Sometimes it's better to help people find their own way to an answer than simply provide one!
I made it my mission, my quest, to give empathy to everyone who came into the sauna. One person even asked me “Are you a therapist?” (I only had one psychology class in college).
Problem was, after about 20 minutes I began to get a bit too hot and sweaty to continue my quest. This venue had a time limit!
However, with the newfound confidence I developed in that sauna, I started making empathy guesses everywhere I went—with the checker at the supermarket, those in line at the bank, shoppers at the Farmers Market.
When the store checker asked me how I was doing, I didn’t answer the typical “OK”, rather I said “I’m actually feeling overwhelm with all that’s on my plate.” She said “Me too. Seems like a lot of people are stressed out.
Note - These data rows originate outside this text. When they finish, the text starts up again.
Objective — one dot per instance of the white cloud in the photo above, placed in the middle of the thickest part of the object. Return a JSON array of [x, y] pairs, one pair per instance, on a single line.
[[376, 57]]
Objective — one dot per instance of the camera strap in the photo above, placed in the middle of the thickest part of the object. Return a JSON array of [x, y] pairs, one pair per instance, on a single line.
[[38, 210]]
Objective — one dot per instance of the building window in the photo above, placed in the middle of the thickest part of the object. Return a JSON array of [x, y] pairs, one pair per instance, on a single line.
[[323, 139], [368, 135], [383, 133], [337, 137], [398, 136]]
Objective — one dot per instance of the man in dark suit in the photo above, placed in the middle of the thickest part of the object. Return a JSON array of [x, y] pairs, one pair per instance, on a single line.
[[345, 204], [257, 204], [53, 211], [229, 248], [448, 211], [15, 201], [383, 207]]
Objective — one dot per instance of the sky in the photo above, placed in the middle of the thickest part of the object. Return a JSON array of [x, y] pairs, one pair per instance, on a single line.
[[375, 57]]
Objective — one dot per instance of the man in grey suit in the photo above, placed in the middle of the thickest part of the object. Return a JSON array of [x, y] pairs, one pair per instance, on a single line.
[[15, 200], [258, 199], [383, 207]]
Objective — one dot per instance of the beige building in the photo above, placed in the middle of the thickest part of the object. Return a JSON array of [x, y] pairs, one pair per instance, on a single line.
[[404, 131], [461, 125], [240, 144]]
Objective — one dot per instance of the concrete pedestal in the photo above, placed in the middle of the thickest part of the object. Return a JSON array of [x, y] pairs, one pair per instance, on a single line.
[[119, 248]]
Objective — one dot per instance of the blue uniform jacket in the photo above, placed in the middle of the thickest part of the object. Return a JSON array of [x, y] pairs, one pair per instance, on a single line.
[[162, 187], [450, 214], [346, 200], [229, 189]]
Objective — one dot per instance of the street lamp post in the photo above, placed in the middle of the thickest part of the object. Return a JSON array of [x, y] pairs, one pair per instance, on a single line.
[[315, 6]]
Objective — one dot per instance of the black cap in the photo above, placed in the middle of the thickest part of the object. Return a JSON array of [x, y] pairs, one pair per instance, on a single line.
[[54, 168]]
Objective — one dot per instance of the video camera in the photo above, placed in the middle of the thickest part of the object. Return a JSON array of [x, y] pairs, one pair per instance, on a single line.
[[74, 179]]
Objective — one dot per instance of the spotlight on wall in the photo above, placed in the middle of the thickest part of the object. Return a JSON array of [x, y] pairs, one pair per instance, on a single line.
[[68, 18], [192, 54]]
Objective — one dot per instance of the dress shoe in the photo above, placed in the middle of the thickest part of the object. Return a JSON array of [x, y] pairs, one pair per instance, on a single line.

I know I am.” (Yay, another opportunity for empathy!) “I can imagine you want to feel comfortable and at ease in your job” I said. “Yes, it makes it harder to be nice to the customers when I’m stressed.” I replied, “Sounds like you want to offer your best self and brighten the day of your customers.” Then she responded, “You just brightened mine.”
This seemingly simple interaction left me so happy I pretty much floated out of that store, and I imagine she felt much the same way!
Marshall Rosenberg, the founder of Nonviolent Communication, often said one of our greatest joys is contributing to the well-being of others. Given how stressed and unsettled people seem these days, giving the gift of empathy may brighten the soul of anyone (and everyone) in your life.
Alan Rafael Seid, an NVC trainer colleague, defines empathy as follows:
"Empathy is a universal human need for being deeply understood. We can think of it as a respectful or compassionate understanding. When offering empathy, we embody a quality of being completely present with what is alive in the other person moment to moment. Therefore, empathy has a quality of following, rather than leading."
Yet most of us have been habituated to lead rather than follow by giving some of the following responses (which I could have easily given to the man in the sauna who felt he was prevented from swimming):
⦁ Sympathy - “I’m so sorry you aren’t able to swim.”
⦁ Advice - “Why don’t you come earlier to swim?”
⦁ Interrogation - “Is there some other exercise you can do instead?
⦁ Educating - “You need to get a copy of the swim schedule.”
⦁ Telling one’s own story/one-upping - “Oh, you think that’s bad, I broke my arm and couldn’t swim for four months.”
So often lately I’ve heard or read that empathy is the quality most needed to help us get through these uncertain and unpredictable times. Human contact seems to be more precious than ever. Giving others our full presence, listening deeply, and responding empathetically may be the best gift we can give these days. It’s just good medicine.
The world seems to need a lot of things these days, but perhaps more than most things, what the world needs now is empathy.